In its efforts to educate the public about abortion, CBR has faced additional criticisms about the photos, including accusations that the photos themselves are fakes. The group has retained legal representation through the Thomas More Center for Law & Justice – a non-profit, public-interest law firm – to file defamation lawsuits against those who persist in the accusations. Through its lawyers, CBR will send a demand letter to Dunn, asking him to retract his statement that the photographed embryos were aged incorrectly or face a defamation lawsuit.

Cunningham believes a defamation lawsuit would help his cause. Taking such a case to court would mean publicity and a chance to get the photos seen by even more people. A trial could only serve to bring the issue front-and-center into the minds of Americans, he said. On CBR's website, Cunningham explains how his group would argue in court.

"We will present affidavits from our photographers and certifications of authenticity from technical experts who have examined our original negatives, transparencies and videotape. We will also rely on the expert testimony of physicians who have formerly practiced abortion medicine," he wrote.

An example of such authentication is found in a letter from physician and attorney Anthony P. Levatino. He wrote:

I, the undersigned, having performed induced abortions earlier in my career, have examined the photos depicting the aborted human embryos and fetuses used by The Center For Bio-Ethical Reform in their public education projects. It is my professional opinion that the photos depict aborted human embryos and fetuses and that the depicted aborted human embryos and fetuses are accurately captioned as to age, in weeks since fertilization.

The pictures "are the abortion industry's worst nightmare and things are about to get a whole lot worse," Cunningham wrote. "Impugning the accuracy of our pictures is the same sort of tactic used by neo-Nazis in response to condemnation of the Holocaust. Skinheads just say death-camp photos are fake. The Holocaust never happened. The Final Solution is a slanderous, anti-Aryan fairytale.

"The pro-abort version of this pathetic propaganda is to say aborted baby pictures are 'doctored' or even 'computer generated.' The real embryo is just a 'blob of tissue' they say. 'Termination' is not an act of violence. 'Choice' is the lesser of two evils. Not very creative but how else can genocide apologists rebut photographic evidence of their complicity in crimes against humanity? Their only hope is to change the subject and attack the integrity of their adversaries," wrote Cunningham.

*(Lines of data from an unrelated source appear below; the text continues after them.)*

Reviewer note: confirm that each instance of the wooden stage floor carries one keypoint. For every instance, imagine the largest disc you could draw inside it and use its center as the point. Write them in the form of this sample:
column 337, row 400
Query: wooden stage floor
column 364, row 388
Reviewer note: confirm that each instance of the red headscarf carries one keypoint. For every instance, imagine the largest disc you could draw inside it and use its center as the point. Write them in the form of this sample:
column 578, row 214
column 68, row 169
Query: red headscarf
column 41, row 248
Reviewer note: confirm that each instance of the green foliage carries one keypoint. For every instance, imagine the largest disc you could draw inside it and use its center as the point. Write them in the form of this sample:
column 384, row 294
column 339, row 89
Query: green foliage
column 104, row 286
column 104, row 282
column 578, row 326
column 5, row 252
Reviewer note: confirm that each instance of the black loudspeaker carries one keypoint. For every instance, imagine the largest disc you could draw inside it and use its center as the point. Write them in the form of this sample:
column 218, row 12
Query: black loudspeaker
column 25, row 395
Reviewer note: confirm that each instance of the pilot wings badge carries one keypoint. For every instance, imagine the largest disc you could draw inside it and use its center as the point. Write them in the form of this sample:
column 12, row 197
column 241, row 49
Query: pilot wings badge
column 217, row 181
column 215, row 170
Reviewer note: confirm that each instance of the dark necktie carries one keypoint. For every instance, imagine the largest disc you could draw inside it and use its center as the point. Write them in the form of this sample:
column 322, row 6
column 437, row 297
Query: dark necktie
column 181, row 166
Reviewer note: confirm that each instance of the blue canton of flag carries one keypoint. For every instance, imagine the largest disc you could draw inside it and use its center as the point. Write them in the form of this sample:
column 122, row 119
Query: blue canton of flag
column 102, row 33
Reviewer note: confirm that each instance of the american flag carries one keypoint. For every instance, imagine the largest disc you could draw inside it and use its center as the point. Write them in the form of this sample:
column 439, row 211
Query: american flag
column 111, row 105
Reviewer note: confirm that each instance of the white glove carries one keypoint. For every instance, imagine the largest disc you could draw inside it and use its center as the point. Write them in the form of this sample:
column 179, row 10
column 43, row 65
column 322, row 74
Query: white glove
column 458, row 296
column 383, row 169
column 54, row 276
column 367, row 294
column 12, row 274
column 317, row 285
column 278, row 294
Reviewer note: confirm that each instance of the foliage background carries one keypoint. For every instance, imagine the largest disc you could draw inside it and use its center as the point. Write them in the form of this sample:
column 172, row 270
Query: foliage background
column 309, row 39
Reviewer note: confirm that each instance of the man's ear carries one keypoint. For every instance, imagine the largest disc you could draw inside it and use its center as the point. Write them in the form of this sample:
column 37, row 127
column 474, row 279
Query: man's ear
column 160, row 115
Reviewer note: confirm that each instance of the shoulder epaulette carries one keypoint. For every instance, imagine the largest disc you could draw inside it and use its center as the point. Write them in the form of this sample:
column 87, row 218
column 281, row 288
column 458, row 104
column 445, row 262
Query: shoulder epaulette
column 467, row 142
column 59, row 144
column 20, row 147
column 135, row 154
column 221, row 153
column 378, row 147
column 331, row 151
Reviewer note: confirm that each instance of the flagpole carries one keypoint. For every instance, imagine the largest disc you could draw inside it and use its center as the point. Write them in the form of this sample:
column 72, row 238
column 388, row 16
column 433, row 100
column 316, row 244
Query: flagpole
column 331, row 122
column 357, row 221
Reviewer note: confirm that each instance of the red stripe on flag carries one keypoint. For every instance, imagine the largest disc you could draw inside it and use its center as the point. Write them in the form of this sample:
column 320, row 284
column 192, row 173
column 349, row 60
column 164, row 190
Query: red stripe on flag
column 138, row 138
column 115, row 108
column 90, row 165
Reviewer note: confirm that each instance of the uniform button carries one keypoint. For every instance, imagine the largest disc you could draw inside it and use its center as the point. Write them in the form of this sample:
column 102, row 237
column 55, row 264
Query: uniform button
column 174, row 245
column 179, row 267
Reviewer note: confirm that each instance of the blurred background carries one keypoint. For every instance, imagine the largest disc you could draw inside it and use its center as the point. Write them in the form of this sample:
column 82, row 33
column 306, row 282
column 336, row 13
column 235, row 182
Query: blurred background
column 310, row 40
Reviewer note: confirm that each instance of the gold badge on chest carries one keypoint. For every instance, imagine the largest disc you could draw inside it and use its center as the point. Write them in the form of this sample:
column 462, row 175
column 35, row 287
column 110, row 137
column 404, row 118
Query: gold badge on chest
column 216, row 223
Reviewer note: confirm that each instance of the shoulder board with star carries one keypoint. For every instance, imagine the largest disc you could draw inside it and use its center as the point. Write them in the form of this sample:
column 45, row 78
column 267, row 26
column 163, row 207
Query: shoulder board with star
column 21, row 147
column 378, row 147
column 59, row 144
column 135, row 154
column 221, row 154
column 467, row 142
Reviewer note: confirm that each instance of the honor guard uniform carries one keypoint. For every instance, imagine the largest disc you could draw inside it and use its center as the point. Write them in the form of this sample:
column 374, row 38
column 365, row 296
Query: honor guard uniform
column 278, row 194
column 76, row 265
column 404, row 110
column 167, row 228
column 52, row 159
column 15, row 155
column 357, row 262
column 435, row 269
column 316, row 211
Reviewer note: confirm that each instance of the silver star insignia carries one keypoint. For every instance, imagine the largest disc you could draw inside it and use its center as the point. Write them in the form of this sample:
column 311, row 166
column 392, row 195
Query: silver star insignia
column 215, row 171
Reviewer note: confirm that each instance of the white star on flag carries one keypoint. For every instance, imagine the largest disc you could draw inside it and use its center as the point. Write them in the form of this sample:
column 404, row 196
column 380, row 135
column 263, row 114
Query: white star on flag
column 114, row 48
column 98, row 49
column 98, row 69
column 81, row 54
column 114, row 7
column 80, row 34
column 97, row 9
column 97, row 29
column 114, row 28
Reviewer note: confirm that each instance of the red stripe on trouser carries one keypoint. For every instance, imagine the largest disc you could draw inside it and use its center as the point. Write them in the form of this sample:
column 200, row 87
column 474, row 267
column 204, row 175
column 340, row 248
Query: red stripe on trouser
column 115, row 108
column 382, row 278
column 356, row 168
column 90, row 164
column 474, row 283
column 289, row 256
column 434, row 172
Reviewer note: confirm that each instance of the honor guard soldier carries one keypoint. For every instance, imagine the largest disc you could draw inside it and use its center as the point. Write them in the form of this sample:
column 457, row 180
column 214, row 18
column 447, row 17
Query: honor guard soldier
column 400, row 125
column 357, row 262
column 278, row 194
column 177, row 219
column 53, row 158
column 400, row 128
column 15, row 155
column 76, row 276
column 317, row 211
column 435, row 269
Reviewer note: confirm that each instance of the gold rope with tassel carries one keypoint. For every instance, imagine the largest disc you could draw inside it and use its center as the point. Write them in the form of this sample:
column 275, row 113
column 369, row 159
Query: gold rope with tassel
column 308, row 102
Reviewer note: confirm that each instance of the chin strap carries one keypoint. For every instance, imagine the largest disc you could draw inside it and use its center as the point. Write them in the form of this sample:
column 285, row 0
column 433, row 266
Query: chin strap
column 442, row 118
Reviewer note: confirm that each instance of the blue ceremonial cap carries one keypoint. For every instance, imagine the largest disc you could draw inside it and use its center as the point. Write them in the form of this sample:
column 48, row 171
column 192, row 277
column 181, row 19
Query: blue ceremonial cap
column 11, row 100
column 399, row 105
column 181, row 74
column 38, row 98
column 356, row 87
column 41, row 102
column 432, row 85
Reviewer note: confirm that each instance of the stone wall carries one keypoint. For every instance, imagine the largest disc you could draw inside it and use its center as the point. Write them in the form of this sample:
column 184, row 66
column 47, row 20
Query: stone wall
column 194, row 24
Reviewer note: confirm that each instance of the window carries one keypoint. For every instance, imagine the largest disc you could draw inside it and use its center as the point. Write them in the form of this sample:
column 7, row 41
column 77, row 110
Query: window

CBR does not divulge how it obtains its photographs of aborted embryos and fetuses. However, the group does say it rejects civil disobedience on "tactical grounds" and violence on "moral grounds." The group's website states it uses "only lawful means to acquire imagery." In the event of a lawsuit, CBR will reveal the sources of its photographic evidence to a judge in a private meeting.

The images are not just used in CBR's mobile-billboard campaign. The group has also taken them to college campuses where pedestrian traffic is targeted. Known as the "Genocide Awareness Project," it is a traveling photo-mural exhibit that compares the contemporary genocide of abortion to historically recognized forms of genocide. Its purpose, says CBR, is to make it as difficult as possible for people to deny that abortion is an act of violence that kills a baby. GAP is unique in that participants in the program do not shout messages at passers-by and use no sound equipment. The photos are message enough, the group says.

"If the pictures are real, [abortion advocates'] position on abortion becomes indefensible, and they know that," he said. "If something's so horrifying we can't stand to look at it, perhaps it should be unlawful; perhaps we shouldn't be doing it."
CBR condemns all abortion related violence and will not associate with groups or individuals who fail to condemn such violence.